With the increase in the number of credit courses offered during Independent Activities Period, there has been a rising concern that MIT students' annual break in January is becoming more and more academically oriented.

IAP - originally designed as a way for students to take less stressful and more interesting classes between the fall and spring semesters - has for some departments become a time to squeeze in undergraduate classes.

Some departments have chosen to offer some required classes during IAP and only IAP, meaning that students in those departments will be obliged to stay at the Institute for at least one January during their undergraduate years to complete their degree requirements.

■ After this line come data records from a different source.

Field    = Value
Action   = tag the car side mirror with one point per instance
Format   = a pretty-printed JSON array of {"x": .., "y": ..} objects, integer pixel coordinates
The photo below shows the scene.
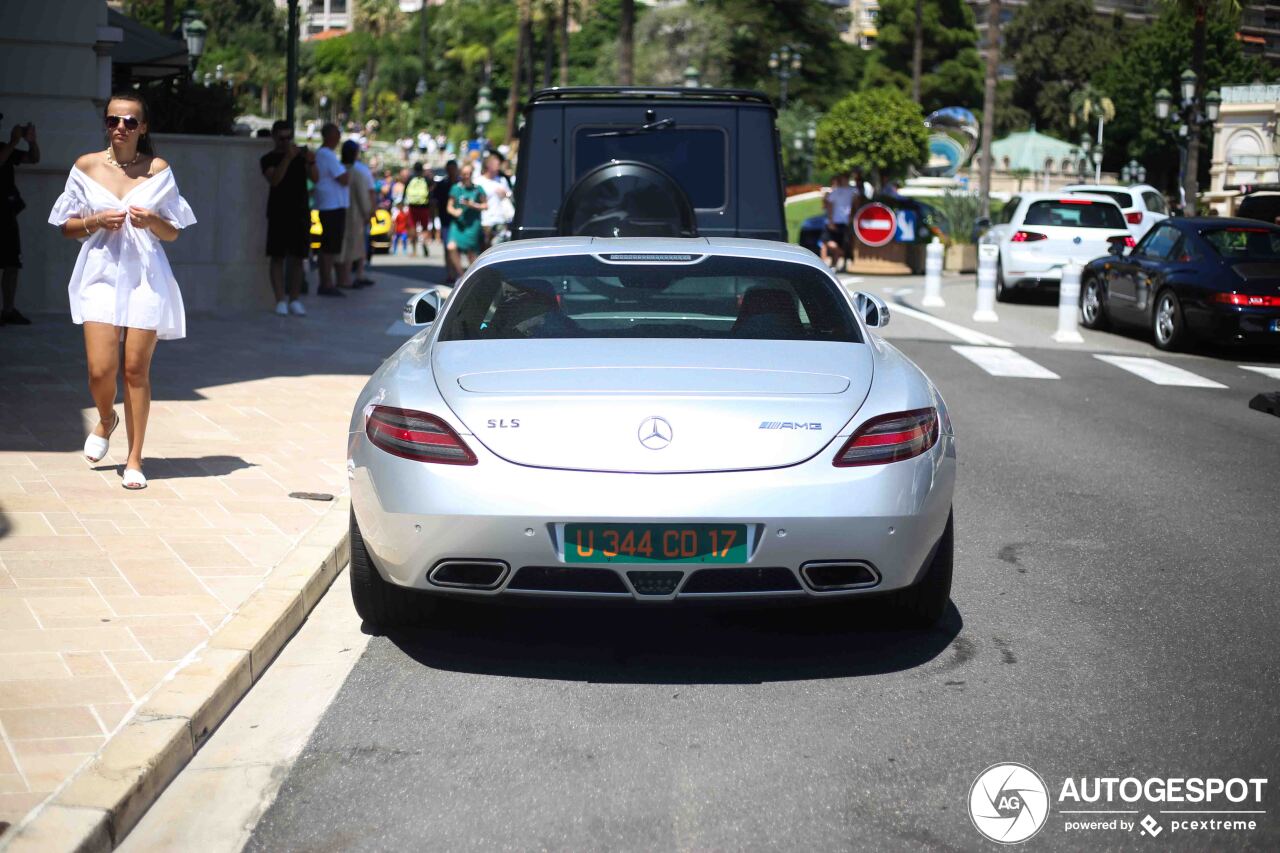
[
  {"x": 873, "y": 309},
  {"x": 423, "y": 308}
]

The Department of Physics requires students to take either Classical Mechanics II (8.21) or Advanced Project Laboratory (8.122), while the Department of Mechanical Engineering requires Mechanical Engineering Tools (2.670), all of which are offered exclusively in January.

More responsibility for education

The increasing number of credit courses offered during IAP resulted from the calendar change proposed in 1993 by former Chair of Faculty Robert L. Jaffe, said Associate Dean of Undergraduate Academic Affairs Mary Z. Enterline.

There was a huge debate over whether IAP should be extended from its length at the time of three weeks to its present length of four weeks, Enterline said. The faculty voted to approve the increase and also agreed that each department could offer one of its intensive required classes during IAP.

With IAP extended to four weeks, some departments hope to place more responsibility for academics during IAP, Enterline said.

But the aim is not to increase the actual load of academic subjects by transforming it to a compressed semester; rather, it is to encourage students to stay for at least one out of four IAPs, she said.

"There may be a trend for IAP becoming more academics-oriented in the future," said Undergraduate Academic Affairs Program Administrator Marshall Hughes. "We are trying to have more humanities class offerings to take a balance between science and engineering classes."

There is always a demand for enough non-academic options, too, Marshall said. "We're trying to find a happy balance between the two of them," he said

Classes allow for some flexibility

The arrangement does to some extent allow for more flexibility for students.

Classes like the extended version of Physics I (8.01L) and the combined versions of Calculus I and II (18.01A and 18.02A) - the end of which can be taken during IAP - can provide more options for students to choose their best-suited class pace.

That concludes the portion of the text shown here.